Zealous pursuits are usually born innocently.
Take, for example, Timberlake High senior Kala Allred. To watch her pitch, one would think she’s been fervent about fastpitch softball since the first day she played.
Allred’s passion grew over time, though. Back in the fourth grade, when she put on a glove for the first time, she turned out for Little League softball at the urging of her best friend, Tarra Tymesen, who lived across the street.
As is typical of neighborhood friends, they shared many things together, including swapping clothes.
“It was pretty easy to convince her to play,” Tymesen remembered. “Like little kids, we could hang out and do another activity together.”
The way Allred looked at it, softball was an after-school time filler to keep her from going home and watching TV.
Tymesen, meanwhile, literally grew out of softball and quit after the seventh grade. Another sport lured her away.
“She grew legs,” Allred said of the 5-foot-11 Tymesen, an all-Intermountain League selection last fall in volleyball who has given North Idaho College an oral commitment.
Allred’s growth stopped at 5-4. Her passion for softball continues to blossom, though, and it became a year-round venture this fall when after two years on Timberlake’s varsity volleyball team she gave up the sport after making the Spokane Sliders 18 Gold team in a late August tryout.
Allred played in three recruiting tournaments with the Sliders in the fall and will rejoin the team after the high school season in late May. Her exposure with the team has a handful of colleges recruiting her, Sliders coach George Lynn said.
“She has to cut me a piece of whatever she gets down the road,” Tymesen said.
Timberlake softball coach Mike Menti will forever be grateful for Tymesen’s influence.
“I owe her a big thank you,” Menti said.
Allred, who has started every game in her four-year career at Timberlake, will leave as the best pitcher in school history.
All of her impressive career statistics aside, there’s something that has eluded Allred and her teammates. Although they’ve won three straight district titles and are heavily favored to do so again, the Tigers have fallen short of expectations at state.
“State has been a disappointment for all of us,” Allred said.
So there were Allred and her teammates last week practicing Saturday morning at the tail end of spring break.
“Last year we took most of spring break off,” Allred said. “This year we had Monday and Tuesday off, but we’ve practiced the rest of the week.”
Menti also beefed up his non-league schedule.
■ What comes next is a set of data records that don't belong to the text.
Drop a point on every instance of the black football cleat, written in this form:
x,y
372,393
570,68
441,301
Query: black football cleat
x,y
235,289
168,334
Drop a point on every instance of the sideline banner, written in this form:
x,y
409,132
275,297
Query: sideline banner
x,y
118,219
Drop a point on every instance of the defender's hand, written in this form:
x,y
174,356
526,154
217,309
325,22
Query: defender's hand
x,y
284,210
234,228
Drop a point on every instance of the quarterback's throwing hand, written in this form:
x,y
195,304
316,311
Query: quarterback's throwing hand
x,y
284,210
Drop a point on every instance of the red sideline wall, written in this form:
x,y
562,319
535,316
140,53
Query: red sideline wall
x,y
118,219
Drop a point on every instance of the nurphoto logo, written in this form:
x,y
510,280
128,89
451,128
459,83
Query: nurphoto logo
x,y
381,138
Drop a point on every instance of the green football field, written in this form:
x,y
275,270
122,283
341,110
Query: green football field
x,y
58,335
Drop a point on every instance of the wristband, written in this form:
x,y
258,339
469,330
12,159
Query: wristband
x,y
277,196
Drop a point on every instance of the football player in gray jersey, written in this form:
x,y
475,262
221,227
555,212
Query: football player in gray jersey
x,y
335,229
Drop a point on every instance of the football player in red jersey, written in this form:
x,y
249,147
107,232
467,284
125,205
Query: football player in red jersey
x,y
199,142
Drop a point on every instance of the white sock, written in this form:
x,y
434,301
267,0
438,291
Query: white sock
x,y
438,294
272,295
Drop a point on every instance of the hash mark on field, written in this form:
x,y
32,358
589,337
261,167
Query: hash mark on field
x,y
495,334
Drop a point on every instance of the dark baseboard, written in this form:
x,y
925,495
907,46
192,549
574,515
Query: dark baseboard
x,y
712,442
He knew it would mean a difficult start, but the end of the year is what the Tigers have their eyes on.
Timberlake is 6-5 overall with losses to Lake City (11-1), Lewiston (3-2), Post Falls (7-6), Kennewick (2-1) and Pullman (12-2). Allred, who is 36-13 overall, is 5-4. Losses to the bigger, better teams will benefit Allred and her teammates more than lopsided, run-rule victories over Intermountain League teams.
“It’s because of Kala that we’ve been able to improve the schedule the last three years,” Menti said.
Allred impressed Lynn during the short fall season. She will be one of four pitchers, including Greater Spokane League standout Sam Skillingstad and Coeur d’Alene four-year starter Jenna DeLong, in the Sliders’ rotation this summer.
“What sells me about Kala is she”s all about softball,” Lynn said. “She lives and breathes softball, and I like her tremendous work ethic.”
DeLong is headed to Drake University to pitch next year. Skillingstad, a junior at Shadle Park, has given Oregon an oral commitment. Lynn said Allred will get the opportunity to play in college. He said Youngstown State, Polytechnic Institute of New York and Maryland Eastern Shore all contacted him last week about Allred. He expects more recruiting interest.
Under the direction of Spokane-based pitching coach Steve Fountain, Allred has developed her pitching arsenal to include six pitches. She added a screwball, which moves in on a right-handed hitter’s hands, this year.
Menti, who calls the pitches, passes his signs on to senior catcher Holli Edelblute, who has caught Allred the last three years. This season, Menti has watched Allred shake off signs occasionally. It’s pleased him when it’s happened.
“I’d love for them to be more involved calling the pitches, but I think it takes a little pressure off them for me to do it,” he said.
Although Allred throws in the upper 50-mph range, she rarely throws a fastball.
“Anybody can hit a flat ball,” Allred said. “Movement is more important than speed. Movement is everything.”
Allred, the IML’s player of the year last season, had one request going into the season.
“She wanted to throw every game,” Menti said.
After Timberlake beat Bonners Ferry 30-0 in the first game of a doubleheader, Menti, for obvious reasons, didn’t start Allred in the second game.
“She glared at me,” Menti said. “She wants to take the circle every time. It’s not a selfish thing. She just wants the ball in her hands. She wants to be that person the team relies on.”
Allred isn’t looking ahead to summer. She’s focused on one thing – getting her team to state and bringing home a state title.
“That’s why we’re out here right now,” Allred said as practice concluded last Saturday. “We’re not going to overlook anybody, but we’re definitely pushing for state.”